Writer: Skye ShirleySkye Shirley

Perhaps it's contradictory to post about the role of grammatical annotations in Latin, after years of strongly supporting the research into comprehensible input. I often worry that by focusing so much on learning about Latin (conjugations, cases, etc.) we actually take the attention away from learning Latin. But nevertheless, there are sometimes challenging passages that I can't fully wrap my head around. Maybe it's because there's a relative clause with an invisible antecedent, or a clause within a clause, or an implied main verb. Maybe the sentence is just plain long. For the most part, I find that reading the chunk several times aloud helps me understand the grammatical flow, but there are also some times when all I need to do is recognize what part of the sentence is dependent to pop the main clause out from all the extra clutter.


In a Latin I classroom, this often leads to phrases like verb hunting: a strategy that encourages students to crack the language like a code rather than build up to a deeper meaning through gradual scaffolding of texts. In general, I try to avoid this... But let's be real-- haven't we stumbled upon an old English poem, or Shakespeare passage, that is confusing simply because we don't understand how it should flow?
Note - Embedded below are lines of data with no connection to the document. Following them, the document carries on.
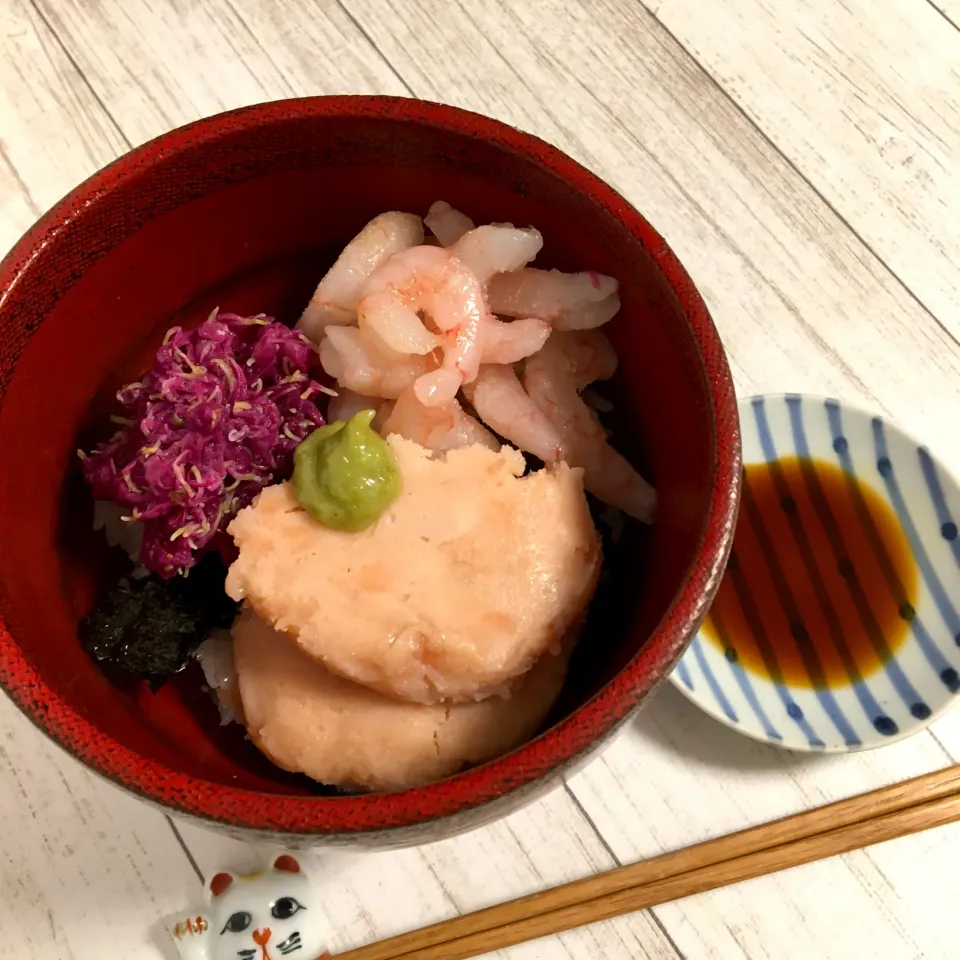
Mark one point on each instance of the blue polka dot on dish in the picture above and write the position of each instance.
(837, 626)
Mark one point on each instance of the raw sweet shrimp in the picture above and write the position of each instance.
(359, 361)
(496, 248)
(502, 403)
(439, 428)
(335, 299)
(570, 301)
(511, 342)
(553, 378)
(432, 281)
(446, 224)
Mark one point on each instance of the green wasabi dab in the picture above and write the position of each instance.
(345, 474)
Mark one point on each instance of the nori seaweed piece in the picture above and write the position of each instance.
(149, 627)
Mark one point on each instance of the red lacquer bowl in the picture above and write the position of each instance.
(245, 211)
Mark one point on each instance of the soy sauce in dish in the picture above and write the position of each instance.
(821, 586)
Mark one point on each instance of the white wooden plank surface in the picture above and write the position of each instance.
(862, 98)
(950, 9)
(156, 65)
(800, 300)
(366, 896)
(677, 777)
(508, 859)
(85, 870)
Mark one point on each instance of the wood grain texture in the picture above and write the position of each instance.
(950, 9)
(891, 812)
(156, 65)
(864, 102)
(85, 871)
(53, 133)
(801, 302)
(677, 777)
(367, 896)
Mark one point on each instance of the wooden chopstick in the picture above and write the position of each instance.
(898, 810)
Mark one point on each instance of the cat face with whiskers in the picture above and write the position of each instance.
(268, 916)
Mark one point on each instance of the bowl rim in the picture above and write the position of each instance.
(554, 749)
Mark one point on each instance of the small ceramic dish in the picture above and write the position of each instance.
(836, 627)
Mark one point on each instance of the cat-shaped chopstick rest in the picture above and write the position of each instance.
(267, 916)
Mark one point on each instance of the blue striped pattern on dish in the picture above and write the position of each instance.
(922, 677)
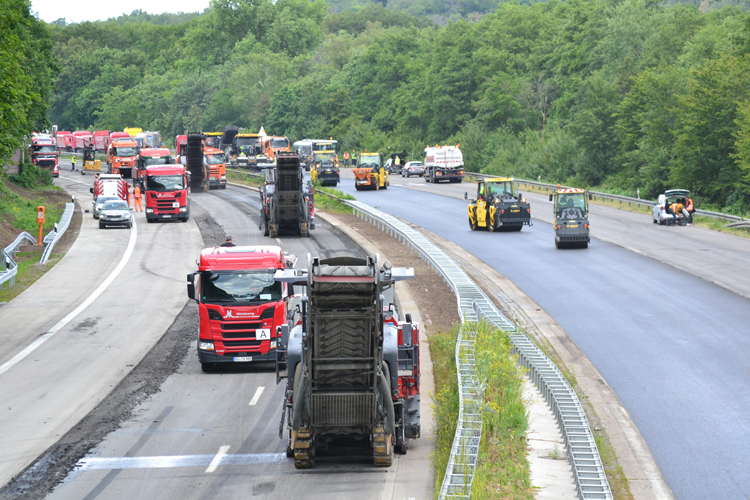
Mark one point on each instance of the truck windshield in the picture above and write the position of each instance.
(502, 189)
(571, 205)
(239, 287)
(369, 160)
(158, 160)
(124, 151)
(280, 143)
(164, 183)
(216, 159)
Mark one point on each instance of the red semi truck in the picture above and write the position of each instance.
(166, 193)
(240, 304)
(44, 154)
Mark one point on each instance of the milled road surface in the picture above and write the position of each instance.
(58, 383)
(673, 346)
(216, 435)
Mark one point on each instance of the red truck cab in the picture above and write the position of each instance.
(44, 154)
(166, 193)
(240, 304)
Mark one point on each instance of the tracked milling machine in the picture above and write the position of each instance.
(352, 368)
(289, 206)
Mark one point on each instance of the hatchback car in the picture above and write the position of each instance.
(412, 168)
(98, 203)
(115, 213)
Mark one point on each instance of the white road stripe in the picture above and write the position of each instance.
(257, 396)
(217, 459)
(60, 324)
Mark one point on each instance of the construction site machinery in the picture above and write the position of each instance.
(370, 174)
(571, 218)
(443, 163)
(289, 208)
(194, 162)
(499, 206)
(90, 163)
(352, 374)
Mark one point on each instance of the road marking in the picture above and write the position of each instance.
(176, 461)
(217, 459)
(60, 324)
(257, 396)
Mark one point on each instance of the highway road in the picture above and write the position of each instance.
(673, 346)
(173, 448)
(97, 312)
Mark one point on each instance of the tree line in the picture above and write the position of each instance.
(630, 96)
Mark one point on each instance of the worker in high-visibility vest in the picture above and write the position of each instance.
(137, 198)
To help us with these hardest of the hardest passages, it can sometimes be helpful to track our thinking via parsing.

So this week, I decided to practice parsing passages from Actus III, even if they weren't too chewy, just to test out a strategy I used years ago with Latin, and see how the shoe fits today. To start, I made a "key" of annotations. I then went through a passage, trying to use many of these signs, but to be honest it felt a bit like riding a bike with training wheels after years of being able to pedal without them. For example, I've read enough comedy now that I know a word like aliu' is alius, and so I gradually stopped writing "s" after such colloquialisms.
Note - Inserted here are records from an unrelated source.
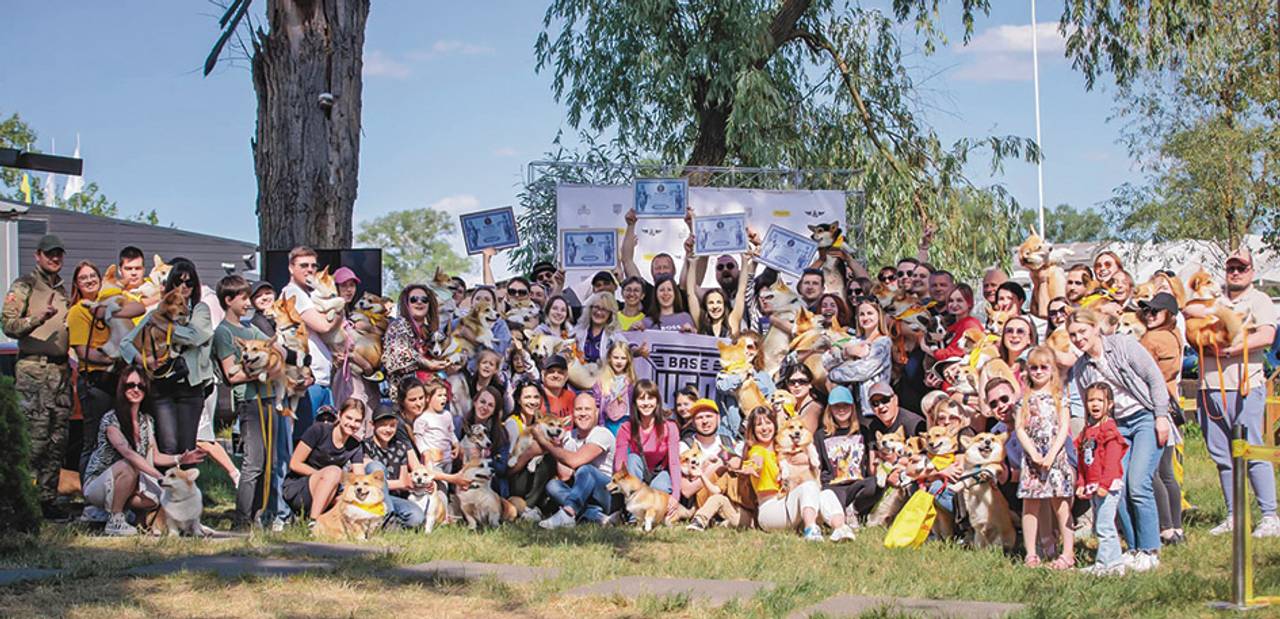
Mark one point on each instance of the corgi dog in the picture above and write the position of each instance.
(645, 504)
(1045, 266)
(359, 510)
(1210, 324)
(551, 426)
(831, 247)
(429, 496)
(370, 320)
(291, 334)
(988, 512)
(475, 443)
(155, 340)
(792, 441)
(480, 505)
(785, 306)
(181, 504)
(472, 331)
(734, 361)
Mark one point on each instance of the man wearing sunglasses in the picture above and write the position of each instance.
(1234, 391)
(35, 313)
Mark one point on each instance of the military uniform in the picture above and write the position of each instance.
(42, 372)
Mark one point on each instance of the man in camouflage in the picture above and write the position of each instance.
(35, 313)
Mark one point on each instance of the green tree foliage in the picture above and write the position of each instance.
(19, 507)
(795, 83)
(16, 133)
(1065, 224)
(1197, 83)
(415, 243)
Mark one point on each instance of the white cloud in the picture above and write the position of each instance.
(379, 64)
(1004, 53)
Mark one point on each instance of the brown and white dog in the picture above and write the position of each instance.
(359, 510)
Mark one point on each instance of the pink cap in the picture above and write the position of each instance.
(343, 275)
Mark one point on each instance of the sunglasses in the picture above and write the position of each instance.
(997, 402)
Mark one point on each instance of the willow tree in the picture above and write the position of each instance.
(792, 83)
(306, 68)
(1198, 82)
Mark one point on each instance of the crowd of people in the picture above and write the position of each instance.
(1084, 412)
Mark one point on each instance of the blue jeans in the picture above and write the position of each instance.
(398, 510)
(657, 481)
(1139, 518)
(1105, 527)
(589, 495)
(1217, 423)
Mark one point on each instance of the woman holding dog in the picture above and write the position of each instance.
(648, 444)
(867, 358)
(1142, 416)
(182, 381)
(410, 338)
(319, 459)
(122, 470)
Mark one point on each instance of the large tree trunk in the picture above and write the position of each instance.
(307, 154)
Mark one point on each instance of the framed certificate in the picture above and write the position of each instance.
(589, 250)
(494, 228)
(656, 197)
(718, 234)
(787, 251)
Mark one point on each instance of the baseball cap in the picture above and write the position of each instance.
(554, 361)
(49, 243)
(880, 389)
(1240, 255)
(840, 395)
(383, 412)
(344, 274)
(703, 404)
(1161, 301)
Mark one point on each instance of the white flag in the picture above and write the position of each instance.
(73, 184)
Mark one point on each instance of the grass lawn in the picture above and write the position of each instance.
(805, 573)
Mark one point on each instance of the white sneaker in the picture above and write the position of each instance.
(1142, 562)
(842, 533)
(118, 526)
(1224, 528)
(94, 514)
(1267, 527)
(558, 519)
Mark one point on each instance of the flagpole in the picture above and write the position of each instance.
(1040, 163)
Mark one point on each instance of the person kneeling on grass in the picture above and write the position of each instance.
(583, 467)
(713, 494)
(122, 470)
(319, 458)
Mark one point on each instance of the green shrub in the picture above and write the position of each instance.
(19, 505)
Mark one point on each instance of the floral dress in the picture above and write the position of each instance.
(1059, 478)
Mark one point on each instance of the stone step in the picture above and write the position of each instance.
(635, 586)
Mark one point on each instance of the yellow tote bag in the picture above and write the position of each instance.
(913, 523)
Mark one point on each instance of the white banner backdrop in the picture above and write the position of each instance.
(606, 206)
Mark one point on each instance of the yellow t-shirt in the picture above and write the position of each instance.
(768, 478)
(626, 321)
(83, 330)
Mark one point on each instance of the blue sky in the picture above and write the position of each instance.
(452, 108)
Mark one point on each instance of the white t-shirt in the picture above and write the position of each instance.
(599, 436)
(321, 363)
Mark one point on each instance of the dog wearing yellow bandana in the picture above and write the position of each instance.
(359, 510)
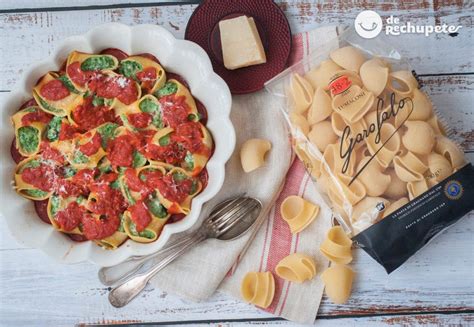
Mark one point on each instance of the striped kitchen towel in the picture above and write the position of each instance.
(216, 265)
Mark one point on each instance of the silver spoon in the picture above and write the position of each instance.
(227, 221)
(114, 275)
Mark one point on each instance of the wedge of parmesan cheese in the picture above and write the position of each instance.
(241, 44)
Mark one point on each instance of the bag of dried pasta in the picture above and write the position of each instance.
(375, 145)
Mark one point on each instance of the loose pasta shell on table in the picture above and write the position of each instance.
(353, 110)
(367, 212)
(375, 181)
(258, 288)
(337, 246)
(311, 163)
(299, 123)
(409, 167)
(252, 154)
(321, 76)
(301, 93)
(322, 134)
(419, 137)
(338, 283)
(417, 188)
(374, 75)
(385, 147)
(298, 212)
(321, 108)
(439, 167)
(296, 267)
(397, 188)
(395, 206)
(450, 151)
(422, 106)
(402, 83)
(348, 57)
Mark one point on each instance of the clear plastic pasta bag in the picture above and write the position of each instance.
(374, 144)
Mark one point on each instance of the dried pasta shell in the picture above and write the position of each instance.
(320, 108)
(417, 188)
(258, 288)
(409, 167)
(348, 58)
(374, 75)
(419, 138)
(312, 164)
(322, 134)
(338, 283)
(299, 122)
(374, 180)
(337, 246)
(333, 163)
(321, 75)
(252, 153)
(298, 212)
(353, 104)
(386, 147)
(440, 167)
(398, 188)
(338, 123)
(395, 206)
(450, 151)
(367, 212)
(422, 107)
(436, 125)
(402, 83)
(301, 93)
(296, 267)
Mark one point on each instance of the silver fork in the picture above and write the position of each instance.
(221, 221)
(114, 275)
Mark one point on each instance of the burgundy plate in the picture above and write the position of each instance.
(274, 30)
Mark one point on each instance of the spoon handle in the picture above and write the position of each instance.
(114, 275)
(124, 293)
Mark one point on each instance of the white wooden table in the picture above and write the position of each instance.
(435, 287)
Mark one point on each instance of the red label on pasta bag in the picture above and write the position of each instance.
(339, 85)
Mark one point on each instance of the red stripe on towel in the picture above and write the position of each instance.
(281, 237)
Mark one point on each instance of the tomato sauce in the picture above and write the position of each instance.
(69, 218)
(67, 131)
(36, 116)
(147, 78)
(175, 191)
(99, 228)
(16, 155)
(54, 90)
(140, 215)
(42, 177)
(92, 146)
(120, 150)
(86, 116)
(29, 103)
(49, 153)
(140, 120)
(174, 109)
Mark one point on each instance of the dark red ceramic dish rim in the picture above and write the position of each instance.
(287, 55)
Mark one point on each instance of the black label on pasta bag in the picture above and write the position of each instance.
(401, 234)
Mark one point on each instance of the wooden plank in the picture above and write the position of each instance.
(42, 31)
(60, 290)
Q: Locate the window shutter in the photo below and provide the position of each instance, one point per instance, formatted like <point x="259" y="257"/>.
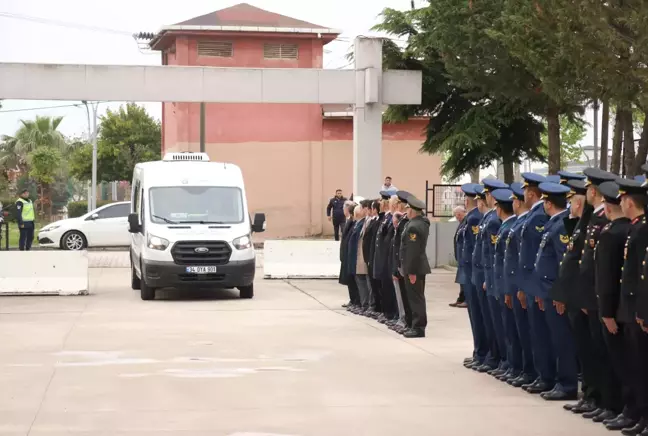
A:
<point x="220" y="49"/>
<point x="280" y="51"/>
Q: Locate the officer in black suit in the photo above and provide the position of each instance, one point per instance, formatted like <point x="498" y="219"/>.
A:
<point x="634" y="199"/>
<point x="416" y="265"/>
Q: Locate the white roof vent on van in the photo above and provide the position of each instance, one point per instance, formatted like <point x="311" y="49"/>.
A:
<point x="186" y="157"/>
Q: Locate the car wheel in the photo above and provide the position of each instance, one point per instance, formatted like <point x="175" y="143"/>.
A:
<point x="247" y="292"/>
<point x="74" y="241"/>
<point x="136" y="283"/>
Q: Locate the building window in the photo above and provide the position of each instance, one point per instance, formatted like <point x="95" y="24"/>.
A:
<point x="219" y="49"/>
<point x="280" y="51"/>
One line stood out to me: "illae mulieres sunt ferme ut puerī levī sententia..."

Those women are just the same as children, no weight in their judgement.


Or, in the Italian edition from the previous post:

Cosi le donne son come i fanciulli, di deboli cerbello.

Unlike the Latin, which blames women's sententia, something like a perspective, the Italian blames female anatomy: the mind itself, the brain.


I keep reading when I encounter sentences like this. I keep reading out of curiosity, out of stubbornness, out of protest. I keep reading because I would consider it a worse decision to stop reading.


Pamphilus' speech probably didn't need the full, "Beautiful Mind" style annotations because it was fairly comprehensible and plot-driven, but I did it anyway to see what I could learn from the process.

Perhaps the best part of this was recognizing how far I've come with Latin; that in my first year of Latin teaching, I was doing this to almost every passage in the Latin II textbook before teaching it. And now I feel it slows me down from the speed-reading I am used to. However, since reading comprehension has never been my forte even in English, I do appreciate a moment of lingering on the dependent clause, noticing adjectives and the color they bring to nouns, and listing idiomatic expressions I wouldn't normally produce on my own (eduxi me and intro me as two examples of surprisingly reflexive verbs).


So, while I don't recommend teaching texts as long chunks to be picked apart, as an experiment in the independent study, it was a worthwhile endeavor. I can't say it helped me understand the passage better, or even learn more Latin than if I had done it another way (by, say, making illustrations of the scene, or tiering the text), but it did allow me to appreciate the grammatical complexity of the language. I'll keep this trick in my back pocket for when I need it, and keep chugging onward to Actus IV.